Here’s something Kyrie made me think of recently: When I was a sophomore in high school, a kid on our football team had himself a nice long touchdown run. (I didn’t play, but I saw and heard this much from the sidelines.) He ran over to the bench and was on the receiving end of a bunch of celebratory helmet slaps and butt pats. After that, an assistant coach rhetorically asked him, “How many moves did you make on that run?” with the implication that, to his own detriment, he generally tried to make too many moves. The player sheepishly said that he’d made one. The coach nodded knowingly.

The point is that I think Kyrie is sorta like that with his ballhandling sometimes. He can do things with the rock no one else can, and when he pulls them off, oh my god there ain’t nothing better. Alas, there are a bunch of guys on the other team with a vested interest in preventing him from pulling them off, so it doesn’t always work out. It seems to me that he’s tried to rein things in a little bit in the season’s closing weeks, which is probably an overall smart move. That said, Kyrie does stuff with the ball in a way that I’ve never really seen on an NBA court, and he’s barely 24. I would gladly watch him just dribble in an empty gym for the next decade.

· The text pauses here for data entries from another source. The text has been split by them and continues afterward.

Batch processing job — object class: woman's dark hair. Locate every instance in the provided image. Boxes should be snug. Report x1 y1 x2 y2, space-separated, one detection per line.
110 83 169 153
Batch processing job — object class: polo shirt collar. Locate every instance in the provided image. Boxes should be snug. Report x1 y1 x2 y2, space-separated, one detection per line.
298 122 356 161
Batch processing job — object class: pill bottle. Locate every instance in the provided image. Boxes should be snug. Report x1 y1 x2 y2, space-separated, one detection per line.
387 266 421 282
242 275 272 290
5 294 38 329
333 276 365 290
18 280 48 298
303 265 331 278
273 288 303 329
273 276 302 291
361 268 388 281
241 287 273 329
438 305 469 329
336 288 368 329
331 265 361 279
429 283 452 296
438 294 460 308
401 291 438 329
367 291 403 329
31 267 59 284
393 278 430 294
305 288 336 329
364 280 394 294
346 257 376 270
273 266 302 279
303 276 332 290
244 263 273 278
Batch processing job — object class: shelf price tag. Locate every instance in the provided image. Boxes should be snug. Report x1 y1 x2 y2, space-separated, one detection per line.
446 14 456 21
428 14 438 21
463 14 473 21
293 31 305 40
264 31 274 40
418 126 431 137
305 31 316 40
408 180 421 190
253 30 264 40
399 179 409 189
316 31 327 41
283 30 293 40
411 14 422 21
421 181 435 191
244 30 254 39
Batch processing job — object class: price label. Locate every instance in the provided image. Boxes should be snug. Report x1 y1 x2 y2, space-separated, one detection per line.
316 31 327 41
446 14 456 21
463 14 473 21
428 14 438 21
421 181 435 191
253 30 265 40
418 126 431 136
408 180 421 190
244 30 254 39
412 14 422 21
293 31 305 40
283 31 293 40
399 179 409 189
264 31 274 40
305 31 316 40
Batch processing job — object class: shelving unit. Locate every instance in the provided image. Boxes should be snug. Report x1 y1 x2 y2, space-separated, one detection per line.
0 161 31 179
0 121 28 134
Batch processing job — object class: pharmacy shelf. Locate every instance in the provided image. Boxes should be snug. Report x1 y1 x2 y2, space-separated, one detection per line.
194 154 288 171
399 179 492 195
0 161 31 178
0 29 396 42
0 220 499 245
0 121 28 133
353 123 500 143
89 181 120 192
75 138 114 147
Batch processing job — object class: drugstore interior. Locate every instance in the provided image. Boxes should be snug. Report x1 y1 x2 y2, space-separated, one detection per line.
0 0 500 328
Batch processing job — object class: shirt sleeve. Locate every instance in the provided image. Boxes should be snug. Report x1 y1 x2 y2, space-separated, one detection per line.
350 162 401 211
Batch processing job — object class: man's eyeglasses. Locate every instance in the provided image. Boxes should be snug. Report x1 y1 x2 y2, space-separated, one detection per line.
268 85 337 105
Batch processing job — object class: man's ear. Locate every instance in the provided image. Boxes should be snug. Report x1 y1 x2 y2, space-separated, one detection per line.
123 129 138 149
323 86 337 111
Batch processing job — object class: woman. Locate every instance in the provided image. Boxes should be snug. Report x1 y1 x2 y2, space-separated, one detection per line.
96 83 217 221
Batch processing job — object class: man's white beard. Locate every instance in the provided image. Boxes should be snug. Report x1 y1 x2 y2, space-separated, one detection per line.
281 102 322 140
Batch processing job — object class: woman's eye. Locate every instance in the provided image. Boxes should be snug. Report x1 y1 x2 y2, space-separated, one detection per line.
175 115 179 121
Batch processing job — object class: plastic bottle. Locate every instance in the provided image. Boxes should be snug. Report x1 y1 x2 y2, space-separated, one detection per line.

Kawhi Leonard (24 years old)

Somebody’s gotta keep cornrows alive, and somebody’s gotta suck the souls out of the league’s would-be top scorers. Kawhi is a relative young’n, and he’ll be the one guiding the Spurs’ battleship assuming Tim Duncan retires one day. Speaking of which, should Duncan be on this list? He’s almost 40, yes, but aren’t there more ridiculous possibilities than him playing 10 minutes a game in 2026? He’s played exemplary ball, especially on the defensive end, through the better part of five presidential terms. I think the Spurs training facility is Area 51.

Karl-Anthony Towns (20 years old)

Speaking of Duncan, KAT looks like the most complete rookie big man we’ve seen since Timmy joined the Spurs in 1999. He’s about to wrap up a freshman year in which he averaged better than 18 points and 10 rebounds and nearly two blocks. He already has a refined jump shot — he made half of his long twos this year — and the three could become a bigger part of his arsenal if he wants it to. By all accounts he’s a good teammate and a good kid. He played in every game this year and he has no significant injury history. (The latter being the reason I left Anthony Davis out.) There’s little reason to think he won’t play in a dozen All-Star games. If the Timberwolves nail another draft or two, they could really be on to something, and Towns will be in the middle of it all.

Kristaps Porzingis (20 years old)

I like to think that Porzingis is kinda like if Arvydas Sabonis or Zydrunas Ilgauskas never got hurt. That might be a slight insult to Sabonis, but the point is that Kristaps’ potential is virtually unmatched. He has a 7-foot-6 wingspan, which puts him near the upper limit of that for bald eagles. He’s already a top-ten shot blocker, even ahead of Towns, and his tip-slams are a true sight to behold. Between his lanky frame, the desperate thirst that has long since penetrated Madison Square Garden, and the fact that he once wore cornrows and a Jordan headband, there’s a lot to like about Porzingis.

It’s a tough choice, to be sure, and not one to be taken lightly. Think it over deeply. Consult your loved ones. Consider your values. Decide what is truly important to you, and then ask yourself: Who you got?